When I conceived the book a couple of years ago, besides Meloni, the French radical right was rather isolated. In the last two years, a lot has happened: Vox in Spain, AfD in Germany, Reform UK reemerged, and Trump was elected again. Across Europe and the world there is a trend. It has been analyzed extensively, and I agree with the basic idea: society is incredibly divided. There is resentment toward the elites, toward metropolitan elites. Those metropolitan elites—liberal, left-leaning, people who live in Paris or Barcelona or Washington, D.C.—have not predicted what would happen. In 2016 I thought Trump would not be elected: I told others, “no woman will vote for Trump after his grabbing pussy comments.” Fifty percent of American women voted for him. I was wrong. I also didn’t think anyone in the United Kingdom would seriously back Brexit: it seemed like a terrible idea… and it happened.
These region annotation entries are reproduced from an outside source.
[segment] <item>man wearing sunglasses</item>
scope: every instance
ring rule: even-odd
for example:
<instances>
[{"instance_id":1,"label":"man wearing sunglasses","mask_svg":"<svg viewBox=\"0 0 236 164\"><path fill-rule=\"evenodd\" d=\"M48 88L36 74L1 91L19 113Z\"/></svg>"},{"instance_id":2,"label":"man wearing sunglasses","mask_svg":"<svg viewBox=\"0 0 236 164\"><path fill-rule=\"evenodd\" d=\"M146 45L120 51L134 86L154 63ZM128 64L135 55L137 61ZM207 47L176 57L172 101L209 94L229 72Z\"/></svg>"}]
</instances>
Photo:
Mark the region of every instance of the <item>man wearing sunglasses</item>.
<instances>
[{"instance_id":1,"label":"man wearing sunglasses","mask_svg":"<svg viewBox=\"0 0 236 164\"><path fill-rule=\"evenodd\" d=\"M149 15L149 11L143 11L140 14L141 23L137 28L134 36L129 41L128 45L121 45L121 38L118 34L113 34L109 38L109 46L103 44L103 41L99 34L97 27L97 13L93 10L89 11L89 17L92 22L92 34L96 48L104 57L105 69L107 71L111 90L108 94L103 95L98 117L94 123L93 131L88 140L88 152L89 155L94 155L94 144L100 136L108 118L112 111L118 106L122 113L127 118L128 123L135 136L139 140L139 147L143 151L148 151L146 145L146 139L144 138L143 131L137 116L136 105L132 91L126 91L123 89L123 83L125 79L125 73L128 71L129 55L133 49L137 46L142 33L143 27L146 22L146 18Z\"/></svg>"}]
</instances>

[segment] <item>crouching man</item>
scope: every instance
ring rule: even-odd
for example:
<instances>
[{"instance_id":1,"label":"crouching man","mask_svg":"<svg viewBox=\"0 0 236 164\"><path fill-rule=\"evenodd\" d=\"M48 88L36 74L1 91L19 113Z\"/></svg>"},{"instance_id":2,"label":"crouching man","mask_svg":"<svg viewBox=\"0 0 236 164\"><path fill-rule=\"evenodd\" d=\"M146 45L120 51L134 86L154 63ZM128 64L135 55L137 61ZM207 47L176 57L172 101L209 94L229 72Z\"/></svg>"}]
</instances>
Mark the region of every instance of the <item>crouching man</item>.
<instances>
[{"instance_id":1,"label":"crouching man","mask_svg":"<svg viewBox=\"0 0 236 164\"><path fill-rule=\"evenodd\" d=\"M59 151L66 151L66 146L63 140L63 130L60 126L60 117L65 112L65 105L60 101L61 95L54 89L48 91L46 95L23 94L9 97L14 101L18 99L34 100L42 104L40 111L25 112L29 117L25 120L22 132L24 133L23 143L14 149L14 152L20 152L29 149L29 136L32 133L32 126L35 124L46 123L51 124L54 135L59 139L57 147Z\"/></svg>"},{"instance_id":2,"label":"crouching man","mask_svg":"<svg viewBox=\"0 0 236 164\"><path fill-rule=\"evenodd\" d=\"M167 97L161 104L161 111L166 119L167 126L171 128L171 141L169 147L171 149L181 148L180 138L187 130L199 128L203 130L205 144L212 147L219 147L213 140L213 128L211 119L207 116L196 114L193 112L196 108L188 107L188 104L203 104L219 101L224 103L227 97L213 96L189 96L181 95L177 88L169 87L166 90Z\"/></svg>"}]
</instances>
When someone says “Bardella will be elected because he’s too young and too foolish,” I answer: “That’s exactly what people said about Trump: too abrasive, too foolish. And he was elected.”

What is the secret of their success? That is the subject of the book. I go out and talk to people, and it’s very interesting. People are tired of the current establishment. It’s not just that they are anti-establishment; it’s not only that they are anti-Macron or anti-socialists. They like what they hear when they hear Bardella and Le Pen. They see people who talk to them as equals and who understand their problems.

“Their focus is the economy: how hard it is to make ends meet, prices, taxes, burdens, the cost of electricity, regulations affecting farmers, etc. That is what they talk about, and that is what people want to hear”

It’s worth understanding one thing: I went to Bardella’s New Year press conference, and immigration was barely mentioned. In 2022, Marine Le Pen skimmed over the topic. It was the COVID period. There weren’t many voters then. Now immigration is not as central a topic. Their focus is the economy: how hard it is to make ends meet, prices, taxes, burdens, the cost of electricity, and the regulations affecting farmers. That is what they talk about and what people want to hear. Do not see them as a party obsessed solely with migration. They are obsessed with getting to power, like any effective party.

When you meet people from southern France, northern France… from liberal circles, from Paris or Barcelona, they sometimes imagineRN voters to be skinheads, bald heads with leather jackets and Nazi tattoos. It is not the case. Perhaps forty years ago it was, but not anymore. They are firefighters, nurses, accountants, shopkeepers, bakers, butchers. I have interviewed many people who believe Le Pen and Bardella represent change.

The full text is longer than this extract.